Creating Two Counter Objects
```
Counter({'a': 2, 'b': 3})  # First Counter
Counter({'b': 4, 'c': 5})  # Second Counter
```
These represent dictionaries where the keys are characters, and values are their counts.
Adding Two Counter Objects (+ Operator)
- Counter supports element-wise addition:
```
Counter({'a': 2, 'b': 3}) + Counter({'b': 4, 'c': 5})
```
- For keys present in both Counters, their values are added together.
- For unique keys, the values remain as they are.
Calculation:
- 'a': 2 (only in the first counter)
- 'b': 3 (from first) + 4 (from second) = 7
- 'c': 5 (only in the second counter)
Resulting Counter:
```
Counter({'b': 7, 'a': 2, 'c': 5})
```

Converting Counter to dict

dict(Counter({'b': 7, 'a': 2, 'c': 5}))

Converts it back to a regular dictionary:

{'a': 2, 'b': 7, 'c': 5}

Question30-2:

Find the Most Frequent Word in a Sentence
Solution:
print(max(set(words := "Follow python buzz for more python content ".split()), key=words.count))
Output:

python

Explanation:

Using the Walrus Operator (:=)

words := "Follow python buzz for more python content ".split()
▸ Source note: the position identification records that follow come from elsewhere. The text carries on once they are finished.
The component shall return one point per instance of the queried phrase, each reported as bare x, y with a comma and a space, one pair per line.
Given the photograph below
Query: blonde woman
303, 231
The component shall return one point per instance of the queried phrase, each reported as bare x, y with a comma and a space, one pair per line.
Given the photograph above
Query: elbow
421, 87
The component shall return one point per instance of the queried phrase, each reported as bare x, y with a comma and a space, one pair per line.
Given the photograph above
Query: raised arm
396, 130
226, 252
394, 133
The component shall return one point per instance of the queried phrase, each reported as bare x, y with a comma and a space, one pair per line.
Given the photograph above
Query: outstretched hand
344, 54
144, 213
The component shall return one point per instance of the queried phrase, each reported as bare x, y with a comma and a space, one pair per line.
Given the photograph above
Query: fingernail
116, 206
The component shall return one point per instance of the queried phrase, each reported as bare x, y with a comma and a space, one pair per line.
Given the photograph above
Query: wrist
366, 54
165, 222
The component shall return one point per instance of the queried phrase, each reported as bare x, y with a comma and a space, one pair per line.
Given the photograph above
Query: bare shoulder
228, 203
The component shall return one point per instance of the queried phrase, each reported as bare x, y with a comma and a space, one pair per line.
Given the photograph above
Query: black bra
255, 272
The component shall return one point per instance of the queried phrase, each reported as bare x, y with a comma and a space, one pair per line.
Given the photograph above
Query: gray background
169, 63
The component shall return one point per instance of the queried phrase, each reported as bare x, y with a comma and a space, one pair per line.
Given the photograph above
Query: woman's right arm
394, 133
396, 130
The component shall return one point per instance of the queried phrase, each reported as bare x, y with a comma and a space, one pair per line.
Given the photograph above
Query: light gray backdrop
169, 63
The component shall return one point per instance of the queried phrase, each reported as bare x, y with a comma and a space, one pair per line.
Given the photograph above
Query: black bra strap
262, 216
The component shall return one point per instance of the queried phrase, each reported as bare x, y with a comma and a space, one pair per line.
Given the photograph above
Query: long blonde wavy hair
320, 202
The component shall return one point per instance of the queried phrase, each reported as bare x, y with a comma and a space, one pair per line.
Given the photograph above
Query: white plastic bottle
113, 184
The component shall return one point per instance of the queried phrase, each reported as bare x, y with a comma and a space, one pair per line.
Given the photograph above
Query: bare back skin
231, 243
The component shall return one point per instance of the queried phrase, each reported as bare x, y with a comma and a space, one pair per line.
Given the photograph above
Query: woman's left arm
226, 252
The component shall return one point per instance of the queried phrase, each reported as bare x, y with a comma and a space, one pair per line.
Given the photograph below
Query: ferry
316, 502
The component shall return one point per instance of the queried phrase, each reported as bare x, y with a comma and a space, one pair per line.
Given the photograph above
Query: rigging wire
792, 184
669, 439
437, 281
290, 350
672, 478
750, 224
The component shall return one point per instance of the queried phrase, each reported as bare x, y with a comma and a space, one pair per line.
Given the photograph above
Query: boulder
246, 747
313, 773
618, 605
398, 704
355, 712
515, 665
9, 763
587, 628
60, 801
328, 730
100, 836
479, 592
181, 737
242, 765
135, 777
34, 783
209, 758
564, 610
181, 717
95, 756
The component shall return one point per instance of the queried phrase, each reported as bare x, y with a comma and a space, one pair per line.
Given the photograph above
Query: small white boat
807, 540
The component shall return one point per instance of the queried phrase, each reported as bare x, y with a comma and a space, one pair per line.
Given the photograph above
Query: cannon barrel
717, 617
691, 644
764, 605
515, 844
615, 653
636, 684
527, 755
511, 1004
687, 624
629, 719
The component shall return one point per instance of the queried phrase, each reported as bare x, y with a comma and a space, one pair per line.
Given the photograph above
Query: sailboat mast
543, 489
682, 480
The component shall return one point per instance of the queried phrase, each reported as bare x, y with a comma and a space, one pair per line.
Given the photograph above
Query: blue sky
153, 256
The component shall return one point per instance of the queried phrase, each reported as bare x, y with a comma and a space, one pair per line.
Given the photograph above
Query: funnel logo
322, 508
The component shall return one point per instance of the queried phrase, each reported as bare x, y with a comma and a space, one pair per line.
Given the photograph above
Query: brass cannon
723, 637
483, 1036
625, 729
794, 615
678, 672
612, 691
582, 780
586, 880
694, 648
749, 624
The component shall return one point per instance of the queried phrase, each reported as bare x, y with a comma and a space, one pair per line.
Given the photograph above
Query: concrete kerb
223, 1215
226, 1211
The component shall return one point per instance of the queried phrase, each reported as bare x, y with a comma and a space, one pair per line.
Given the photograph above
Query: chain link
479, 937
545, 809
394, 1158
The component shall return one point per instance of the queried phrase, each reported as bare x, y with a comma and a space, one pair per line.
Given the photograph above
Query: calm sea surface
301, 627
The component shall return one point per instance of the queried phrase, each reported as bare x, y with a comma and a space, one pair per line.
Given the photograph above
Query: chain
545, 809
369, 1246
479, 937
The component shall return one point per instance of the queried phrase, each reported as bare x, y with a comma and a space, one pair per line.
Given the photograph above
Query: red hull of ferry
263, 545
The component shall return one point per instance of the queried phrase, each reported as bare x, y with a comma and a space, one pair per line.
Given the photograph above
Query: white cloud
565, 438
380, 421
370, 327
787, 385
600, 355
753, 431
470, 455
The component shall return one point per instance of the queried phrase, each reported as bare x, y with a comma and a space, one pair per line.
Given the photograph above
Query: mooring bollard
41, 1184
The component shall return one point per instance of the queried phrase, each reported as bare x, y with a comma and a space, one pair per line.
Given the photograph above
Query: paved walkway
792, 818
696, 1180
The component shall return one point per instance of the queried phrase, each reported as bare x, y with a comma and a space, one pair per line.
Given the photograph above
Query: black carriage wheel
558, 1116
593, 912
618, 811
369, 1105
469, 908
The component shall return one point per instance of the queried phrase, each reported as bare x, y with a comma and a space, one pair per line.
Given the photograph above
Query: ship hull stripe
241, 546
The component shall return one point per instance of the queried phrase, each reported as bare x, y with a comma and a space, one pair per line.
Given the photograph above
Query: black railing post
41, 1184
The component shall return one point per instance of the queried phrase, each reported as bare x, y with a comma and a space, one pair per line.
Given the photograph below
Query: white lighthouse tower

This assigns the split words of the string to words:

words = ['Follow', 'python', 'buzz', 'for', 'more', 'python', 'content']

Converting List to a Set (set(words))
- This removes duplicate words and keeps only unique ones:
```
{'Follow', 'python', 'buzz', 'for', 'more', 'content'}
```
Finding the Most Frequent Word using max()
```
max(set(words), key=words.count)
```
- words.count(x) returns how many times x appears in words.
- max() picks the word with the highest count.

Execution Example:

words = ['Follow', 'python', 'buzz', 'for', 'more', 'python', 'content']

# Unique words:
unique_words = {'Follow', 'python', 'buzz', 'for', 'more', 'content'}

# Count occurrences:
'Follow'  -> 1
'python'  -> 2
'buzz'    -> 1
'for'     -> 1
'more'    -> 1
'content' -> 1

# The most frequent word is 'python' (appears twice).